080) and ideational praxis score (P = 0 061) On the contrary, no

080) and ideational praxis score (P = 0.061). On the contrary, none of the tests changed significantly over time within MCI patients with high education level. Education influenced the performance over the follow-up time of seven of the above function tests, as the two-way mixed ANOVA showed that the interaction between the levels of education and the change over time was statistically significant for NO (P

Inhibitors,research,lifescience,medical = 0.009), DF (P = 0.012), LT (P = 0.021), CD (P = 0.022), BXB (P = 0.033), BFB (P = 0.041), and BNT (P = 0.002) (Tables 1–3). Table 1 Verbal scores of subjects with MCI in relation to their educational level Table 3 Boston Naming Test scores of subjects with MCI in relation to their educational level Table 2 Nonverbal scores of subjects with MCI in relation to their educational level 5-FU nmr during our sequential evaluations, we considered an outcome of interest, the cognitive performance at our last follow-up evaluation (12 months). Analysis of covariance, controlling for baseline scores, showed a statistically significant effect of Inhibitors,research,lifescience,medical education on the NO score (adjusted mean values ± SE, 9.88 ± 0.28 and 11.58 ± 0.44 in the low and high levels of education, respectively, P = 0.002), DF score (4.51 ± 0.16 and 5.41 ± 0.27,

P = 0.005), LT (20.92 ± 0.60 and 23.96 ± 0.93, P = 0.008), CD score (3.70 ± 0.19 and 4.68 Inhibitors,research,lifescience,medical ± 0.31, P = 0.008), BXB score (33.12 ± 1.18 and 44.36 ± 1.84, P = 0.0001), BFB (3.62 ± 0.43 and 4.48 ± 0.32, P = 0.022), and BNT (41.19 ± 1.39 and 48.84 ± 2.17, P = 0.004), with lower scores being documented in the group Inhibitors,research,lifescience,medical of patients with low education level. Moreover, similar results were obtained when education was treated as a continuous variable (in years; range, 0–16 years;

median value, 6 years); in the linear regression analysis (adjusting for demographic and clinical characteristics and baseline scores), the duration of education was independently and positively associated with the Inhibitors,research,lifescience,medical following function tests: NO (β = 0.457, SE = 0.087, P = 0.001, R2 = 27.7%), DF (β = 0.274, SE = 0.051, P = 0.002, R2=23.8%), LT (β = 0.980, SE = 0.141, P = 0.014, R2 = 15.1%), CD (β = 0.211, SE = 0.044, P = 0.023, R2 = 12.5%), BXB (β = 1.284, SE = 0.267, P = 0.017, R2 = 14.2%), BFB (β = 0.204, SE = 0.038, P = 0.031, R2 = 11.9%), and BNT (β = 2.085, SE = 0.310, P these = 0.002, R2 = 25.3%).
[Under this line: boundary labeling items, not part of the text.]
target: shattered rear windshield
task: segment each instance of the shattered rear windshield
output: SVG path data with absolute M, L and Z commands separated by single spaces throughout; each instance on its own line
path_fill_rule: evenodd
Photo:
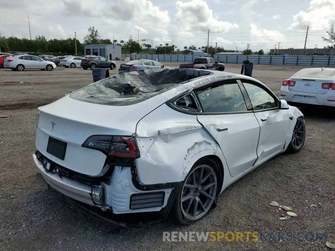
M 140 103 L 179 85 L 212 73 L 191 69 L 158 68 L 116 75 L 74 92 L 74 99 L 109 105 Z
The positive effect of higher education was reflected by comparing the mean change during the 12-month follow-up (ΔScore0_12; Tables 1–3) between the two levels of education; statistically significant differences were found on the following function tests: naming objects (NO) (P < 0.001), definition (DF) (P = 0.008), language (LT) (P = 0.008), drawing (CD) (P = 0.037), naming without help (BXB) (P = 0.013), naming with phonemic help (BFB) (P = 0.049), and Boston naming test (BNT) (P = 0.029).